Miami’den Key West‘e doğru köprüler üzerinden yapabileceğiniz yolculuğu da bir motor kiralayarak gerçekleştirebilirsiniz. Key West’te ünlü Amerikan yazar Ernest Hemingway‘in evini görmelisiniz. Ayrıca Miami’ye gelmişken çok kısa mesafelerdeki Küba, Bahamalar, Dominik Cumhuriyeti vb. Karayip Adaları’na giden turlara dahil olabilir; ya da cruise gemileri ile seyahat etmeyi tercih edebilirsiniz.

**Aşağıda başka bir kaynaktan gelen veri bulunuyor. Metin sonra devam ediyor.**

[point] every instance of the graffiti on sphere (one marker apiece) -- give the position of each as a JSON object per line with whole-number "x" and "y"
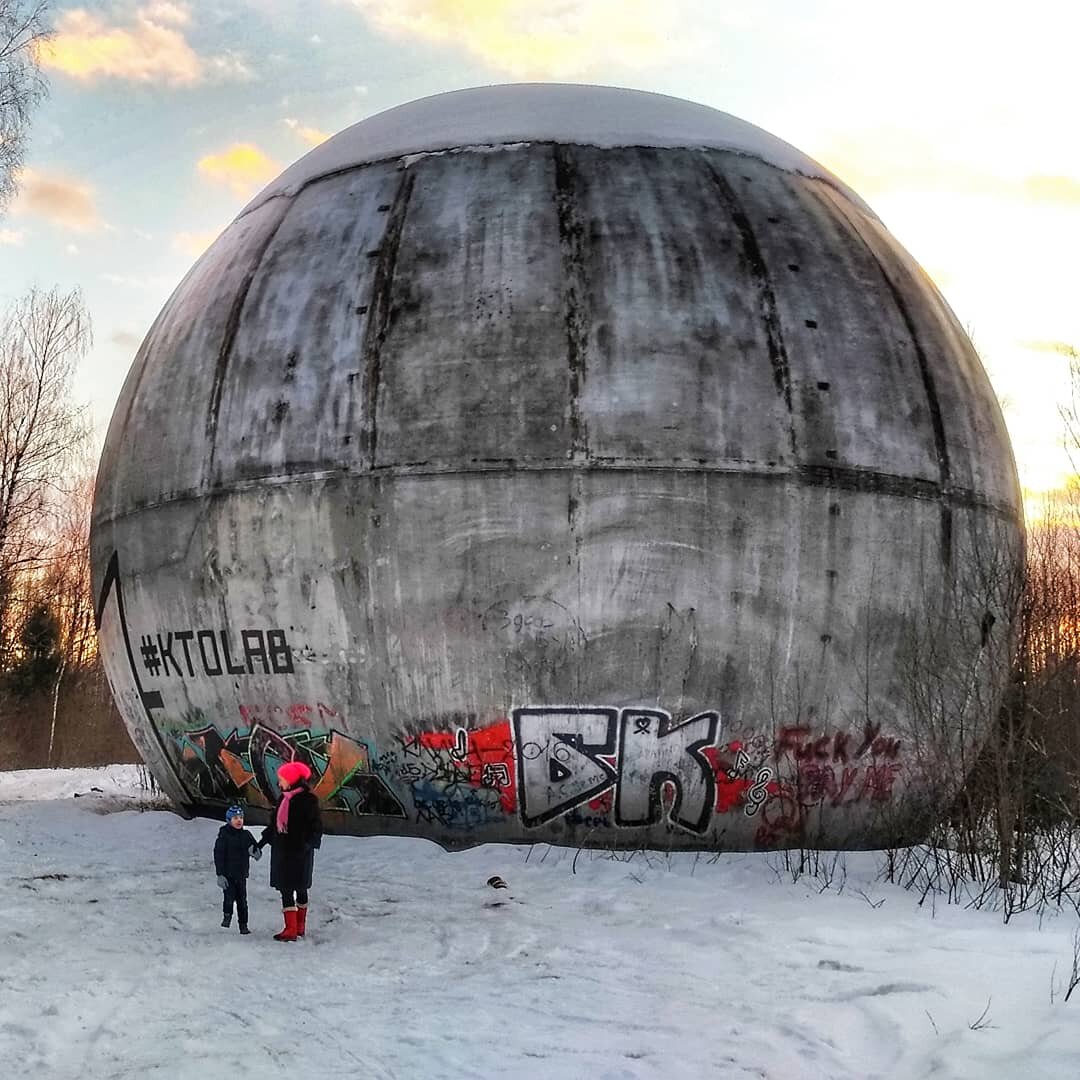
{"x": 568, "y": 757}
{"x": 243, "y": 768}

İlginç bir bilgi olarak da Miami Beach bölgesine her yıl çok ciddi oranlarda, hassas ölçüm ve niteliklerle kum dökülmekte ve yükselen okyanus suyu seviyesi dolayısıyla kum sorunu ciddi bir önem teşkil etmekte. Eğer yerine yenisi dökülmezse, ortada Miami Beach diye bir yerin kalmayacağı da uzmanlarca belirtilen ve önlem alınması şiddetle vurgulanan güncel şehir sorunları arasında. Sahile her yıl dökülen kumlar, okyanus kıyısını uzun mesafeler yürünecek derecede sığ yapmış olduğundan, ülkemizdeki gibi “bir iplere yüzüp dönelim” anlayışı burada pek hakim değil.
Miami: Şimdi ve sonrası
Miami, değişim üzerinden gelişen bir altyapıya sahip. Bugün şehir silüeti birçok noktada inşaat vinçleri ile süslenmekte ve burada süreç her açıdan çok hızlı ilerlemekte. Miami, dünyaca ünlü mimarların tasarımlarının inşa edildiği projelere, dünyanın sayılı zenginlerinin satın almak için sıra bekledikleri apartman dairelerine, global yatırımcıların gelecek için alternatif planlar ürettiği bölgelere ev sahipliği yapmakta. Aynı zamanda gün geçtikçe sayısı hızla artmakta olan birçok uluslararası sanat ve tasarım içerikli fuarlar ve gösteriler de şehrin popülerliğini ve kozmopolitliğini farklı platformlara taşımakta.